Exporters Advised to Protect Against Further Sterling Devaluation

With Sterling recovering slightly for the first time since Brexit the big question is where to now?

According to experts at Irish-owned Global Payments Provider Transfermate many Irish companies are asking now asking this very question, given the sudden shock of last week’s decision by Britain to leave the EU. The foreign exchange experts say that they have been at the coalface since last Friday’s shock result, dealing with both importing & exporting Irish businesses – all of whom are gravely concerned about what the future holds.

Barry Dowling, Co-Founder at Transfermate explained, “If anyone should know what businesses are thinking now it’s us. And it’s not just our Irish clients who are anxious about Britain’s imminent departure from the EU.
However, the impact of Brexit will arguably have harsher repercussions for Ireland over any other EU country. We are in a rather unique position in that we are seeing real reactions from business across Ireland and also from a large base of clients across the UK daily.

Amongst our clients in the UK there is a definite sense of shock – many of these businesses are adopting a “wait and see” approach – which may actually prove to be more costly than taking action.
With the Bank of England expected to reduce interest rates and talk of a Recession in the next quarter in the UK, odds are we will see further sterling weakness throughout 2016”.

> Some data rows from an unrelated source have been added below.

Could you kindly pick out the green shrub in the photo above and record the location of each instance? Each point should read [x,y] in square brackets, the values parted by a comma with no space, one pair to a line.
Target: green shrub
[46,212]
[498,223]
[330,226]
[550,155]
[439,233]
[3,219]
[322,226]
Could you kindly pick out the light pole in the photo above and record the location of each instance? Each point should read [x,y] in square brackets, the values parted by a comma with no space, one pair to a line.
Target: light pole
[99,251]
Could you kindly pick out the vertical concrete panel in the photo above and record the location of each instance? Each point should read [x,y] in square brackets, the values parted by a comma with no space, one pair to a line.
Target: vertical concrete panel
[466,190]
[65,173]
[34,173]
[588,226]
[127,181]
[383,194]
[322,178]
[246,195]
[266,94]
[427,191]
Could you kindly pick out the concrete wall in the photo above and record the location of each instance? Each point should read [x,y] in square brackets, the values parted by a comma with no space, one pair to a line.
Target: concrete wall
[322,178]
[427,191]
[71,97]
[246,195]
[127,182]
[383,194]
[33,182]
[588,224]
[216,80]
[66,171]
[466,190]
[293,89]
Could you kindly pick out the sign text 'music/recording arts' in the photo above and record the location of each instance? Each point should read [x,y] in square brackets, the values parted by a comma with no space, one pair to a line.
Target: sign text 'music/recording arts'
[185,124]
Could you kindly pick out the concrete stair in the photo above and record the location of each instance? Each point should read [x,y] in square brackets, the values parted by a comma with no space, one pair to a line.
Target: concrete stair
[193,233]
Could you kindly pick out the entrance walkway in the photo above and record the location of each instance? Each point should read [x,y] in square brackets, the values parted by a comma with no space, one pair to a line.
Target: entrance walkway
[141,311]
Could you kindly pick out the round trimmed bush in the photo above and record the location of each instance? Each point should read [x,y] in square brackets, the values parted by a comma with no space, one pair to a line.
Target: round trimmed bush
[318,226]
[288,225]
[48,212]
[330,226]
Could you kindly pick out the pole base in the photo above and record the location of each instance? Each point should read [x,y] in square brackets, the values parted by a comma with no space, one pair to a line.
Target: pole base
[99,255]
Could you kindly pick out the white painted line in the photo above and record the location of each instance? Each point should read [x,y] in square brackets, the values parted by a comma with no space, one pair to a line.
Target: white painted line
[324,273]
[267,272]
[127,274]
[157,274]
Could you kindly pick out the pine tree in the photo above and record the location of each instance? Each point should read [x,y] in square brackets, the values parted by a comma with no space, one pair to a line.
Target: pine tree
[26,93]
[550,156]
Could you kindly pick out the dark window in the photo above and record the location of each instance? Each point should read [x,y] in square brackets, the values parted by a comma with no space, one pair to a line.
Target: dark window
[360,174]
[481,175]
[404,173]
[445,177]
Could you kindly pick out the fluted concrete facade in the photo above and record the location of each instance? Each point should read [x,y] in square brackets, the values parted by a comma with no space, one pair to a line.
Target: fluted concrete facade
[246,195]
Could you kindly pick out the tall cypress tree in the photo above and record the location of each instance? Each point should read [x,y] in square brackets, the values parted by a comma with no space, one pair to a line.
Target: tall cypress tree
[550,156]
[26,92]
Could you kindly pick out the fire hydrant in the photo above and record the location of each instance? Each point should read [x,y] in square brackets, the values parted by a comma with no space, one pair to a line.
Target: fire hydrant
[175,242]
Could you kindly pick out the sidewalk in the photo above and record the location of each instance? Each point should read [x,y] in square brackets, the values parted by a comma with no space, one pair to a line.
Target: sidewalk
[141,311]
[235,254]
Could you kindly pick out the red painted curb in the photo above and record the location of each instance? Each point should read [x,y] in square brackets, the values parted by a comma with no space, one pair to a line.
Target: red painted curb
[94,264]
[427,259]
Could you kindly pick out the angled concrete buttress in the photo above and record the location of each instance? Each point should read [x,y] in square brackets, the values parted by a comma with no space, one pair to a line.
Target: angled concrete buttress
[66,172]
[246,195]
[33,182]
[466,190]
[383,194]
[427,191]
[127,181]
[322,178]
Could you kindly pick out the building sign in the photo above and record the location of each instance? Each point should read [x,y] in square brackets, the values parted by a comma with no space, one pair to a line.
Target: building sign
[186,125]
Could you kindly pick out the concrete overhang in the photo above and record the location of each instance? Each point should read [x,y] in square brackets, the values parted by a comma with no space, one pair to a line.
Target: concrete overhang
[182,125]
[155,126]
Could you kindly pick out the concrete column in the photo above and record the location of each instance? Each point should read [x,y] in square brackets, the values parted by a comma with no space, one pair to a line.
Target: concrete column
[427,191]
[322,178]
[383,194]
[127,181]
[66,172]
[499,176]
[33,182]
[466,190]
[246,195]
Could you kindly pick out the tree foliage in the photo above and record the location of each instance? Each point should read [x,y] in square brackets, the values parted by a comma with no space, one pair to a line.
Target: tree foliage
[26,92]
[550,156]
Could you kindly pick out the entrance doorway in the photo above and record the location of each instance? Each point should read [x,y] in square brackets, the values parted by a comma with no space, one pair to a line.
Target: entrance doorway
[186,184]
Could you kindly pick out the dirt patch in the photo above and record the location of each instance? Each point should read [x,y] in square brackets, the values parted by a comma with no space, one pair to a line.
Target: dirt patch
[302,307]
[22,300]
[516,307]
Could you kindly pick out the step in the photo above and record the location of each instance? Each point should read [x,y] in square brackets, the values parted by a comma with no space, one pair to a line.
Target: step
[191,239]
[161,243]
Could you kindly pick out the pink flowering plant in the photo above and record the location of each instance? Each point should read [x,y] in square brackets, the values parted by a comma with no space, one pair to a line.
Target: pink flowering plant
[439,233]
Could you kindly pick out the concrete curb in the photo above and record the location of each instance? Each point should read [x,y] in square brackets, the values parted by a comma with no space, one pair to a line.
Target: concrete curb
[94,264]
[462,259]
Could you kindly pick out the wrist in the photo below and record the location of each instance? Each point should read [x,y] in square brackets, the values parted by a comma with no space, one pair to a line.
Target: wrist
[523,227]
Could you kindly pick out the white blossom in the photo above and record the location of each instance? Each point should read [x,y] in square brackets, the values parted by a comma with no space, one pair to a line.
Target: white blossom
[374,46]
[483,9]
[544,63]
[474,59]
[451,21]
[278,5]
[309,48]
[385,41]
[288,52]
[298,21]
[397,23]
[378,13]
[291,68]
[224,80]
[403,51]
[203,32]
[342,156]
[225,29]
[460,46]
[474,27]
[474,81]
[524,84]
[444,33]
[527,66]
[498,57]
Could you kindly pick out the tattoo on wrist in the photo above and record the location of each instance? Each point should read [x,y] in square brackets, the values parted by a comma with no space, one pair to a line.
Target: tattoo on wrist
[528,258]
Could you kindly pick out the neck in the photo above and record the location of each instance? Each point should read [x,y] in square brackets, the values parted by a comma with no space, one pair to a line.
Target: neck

Transfermate say that any business exporting to the UK and getting paid in Sterling, would be strongly advised to lock in pricing with their suppliers before prices go up.

Barry continued, “It is only natural to expect any UK suppliers, currently importing, to look at increasing pricing to take into account higher costs on their side. This is something that should be considered as a first reaction before looking at how to manage exchange rate exposure
For those business expecting to be in receipt of Sterling throughout 2016, it would seem prudent to consider safeguarding against what is expected to be further Sterling weakness.
One approach to take would be to consider how much Sterling you are expecting to receive and locking in exchange rates on 50% of this. We would commonly refer to that as ‘sitting on the fence’. You are leaving yourself open if 50% if Sterling strengthens however you are eliminating exposure by 50% if it continues to weaken.

We have spoken to one software exporter recently that has seen their 15% revenue growth wiped out in the past few weeks which has had a further knock on effect of pushing their sales teams off target for bonuses. So currency movements as dramatic as those seen in the past 2 weeks don’t just affect a business but the immediate effect also trickles right down to the teams within the business also”.